The heart knows

That kitchen scene we talked about. We said the granite would be black. We visualized dinner waiting you sitting on top. Pulling your pants off. Pulling your panties off. Taking my shirt off. Your hands on my chest. Your touch, my chest.

I didn’t stoop to your lower Mrs. I didn’t put my hands on the growing surge of moisture. I kissed you and entered you. Long and deep.. your hands in my chest. Needy from nipple to clavicle. My stroke on my toes, long and deep. Your voice “don’t stop. Don’t you fucking stop,” my stroke urgent long… deep.

Your orgasm and mine, like in the bedroom ten minutes before.. the five days in bed coming to this….

The heart is quiet knowing, my nose is listening intently, our chemistry unmistakable.

Ten minutes of licking and sucking flicking my tongue and clamping your thighs.. the multiple death of your breath again and again

The heart is aware, and throwing blood and endorphin.
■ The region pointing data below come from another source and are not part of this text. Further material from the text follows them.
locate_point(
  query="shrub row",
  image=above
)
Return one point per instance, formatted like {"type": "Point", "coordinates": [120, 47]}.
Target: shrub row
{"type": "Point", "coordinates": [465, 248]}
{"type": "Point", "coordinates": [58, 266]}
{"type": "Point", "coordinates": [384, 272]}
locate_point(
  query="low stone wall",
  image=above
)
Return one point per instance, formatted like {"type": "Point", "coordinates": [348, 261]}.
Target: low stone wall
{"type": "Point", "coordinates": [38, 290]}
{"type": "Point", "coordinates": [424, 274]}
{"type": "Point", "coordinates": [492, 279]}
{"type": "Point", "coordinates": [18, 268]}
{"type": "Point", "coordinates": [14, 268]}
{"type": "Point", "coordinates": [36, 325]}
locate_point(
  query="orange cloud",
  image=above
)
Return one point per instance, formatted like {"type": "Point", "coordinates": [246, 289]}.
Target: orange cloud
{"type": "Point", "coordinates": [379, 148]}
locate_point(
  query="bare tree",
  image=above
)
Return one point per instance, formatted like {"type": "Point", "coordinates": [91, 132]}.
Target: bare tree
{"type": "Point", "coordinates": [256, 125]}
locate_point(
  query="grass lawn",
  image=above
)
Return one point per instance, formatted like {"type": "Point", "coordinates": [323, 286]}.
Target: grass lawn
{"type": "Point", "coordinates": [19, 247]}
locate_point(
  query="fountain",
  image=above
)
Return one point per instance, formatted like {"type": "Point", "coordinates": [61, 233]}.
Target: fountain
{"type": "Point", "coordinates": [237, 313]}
The taste of my readiness in my mouth, the screaming need forcing me forward. Your voice, “my God, right there, again, fuck babe, don’t stop,”.

The memory is like a open book, the soiled bedding after hours and days of giving, pulling, loving, your voice “ tell me,babe tell me,…babe …babe …tell me”.
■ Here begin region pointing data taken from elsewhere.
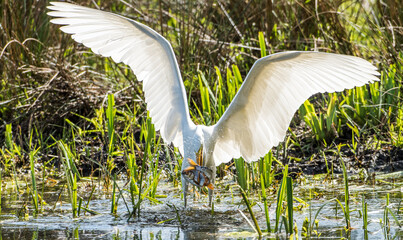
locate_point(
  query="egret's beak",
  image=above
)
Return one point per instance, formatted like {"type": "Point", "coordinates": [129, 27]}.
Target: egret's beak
{"type": "Point", "coordinates": [198, 175]}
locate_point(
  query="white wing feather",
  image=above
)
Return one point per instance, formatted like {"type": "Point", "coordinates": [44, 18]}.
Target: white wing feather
{"type": "Point", "coordinates": [149, 55]}
{"type": "Point", "coordinates": [260, 113]}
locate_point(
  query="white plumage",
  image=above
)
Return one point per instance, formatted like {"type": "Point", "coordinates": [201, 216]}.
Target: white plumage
{"type": "Point", "coordinates": [259, 115]}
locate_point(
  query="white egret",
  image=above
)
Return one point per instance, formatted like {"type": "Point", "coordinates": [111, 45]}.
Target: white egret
{"type": "Point", "coordinates": [259, 115]}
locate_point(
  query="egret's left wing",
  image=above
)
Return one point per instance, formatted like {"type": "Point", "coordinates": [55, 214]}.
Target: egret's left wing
{"type": "Point", "coordinates": [260, 113]}
{"type": "Point", "coordinates": [149, 55]}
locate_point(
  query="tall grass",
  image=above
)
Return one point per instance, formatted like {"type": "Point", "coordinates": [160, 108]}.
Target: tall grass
{"type": "Point", "coordinates": [55, 93]}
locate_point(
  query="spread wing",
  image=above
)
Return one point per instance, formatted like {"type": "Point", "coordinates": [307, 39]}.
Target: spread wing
{"type": "Point", "coordinates": [260, 113]}
{"type": "Point", "coordinates": [149, 55]}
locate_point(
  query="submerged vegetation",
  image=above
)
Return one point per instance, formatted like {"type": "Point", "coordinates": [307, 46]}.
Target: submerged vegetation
{"type": "Point", "coordinates": [72, 117]}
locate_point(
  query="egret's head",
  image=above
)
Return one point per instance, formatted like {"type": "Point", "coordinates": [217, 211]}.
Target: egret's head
{"type": "Point", "coordinates": [196, 173]}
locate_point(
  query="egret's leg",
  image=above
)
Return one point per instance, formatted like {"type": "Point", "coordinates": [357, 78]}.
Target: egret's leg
{"type": "Point", "coordinates": [210, 196]}
{"type": "Point", "coordinates": [184, 190]}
The laptop is edging toward a fall. I am in you, pushing it up and away. The eye roll and the way you move under me .. pulling me into you. Saying and kissing “ i love you, I love you, I love you”.

The heart is climbing the peaks of the gutter filled mind. The heart is running beside a long hair dog and feeding the animal.

The heart knows what is. It is the beginning and the end.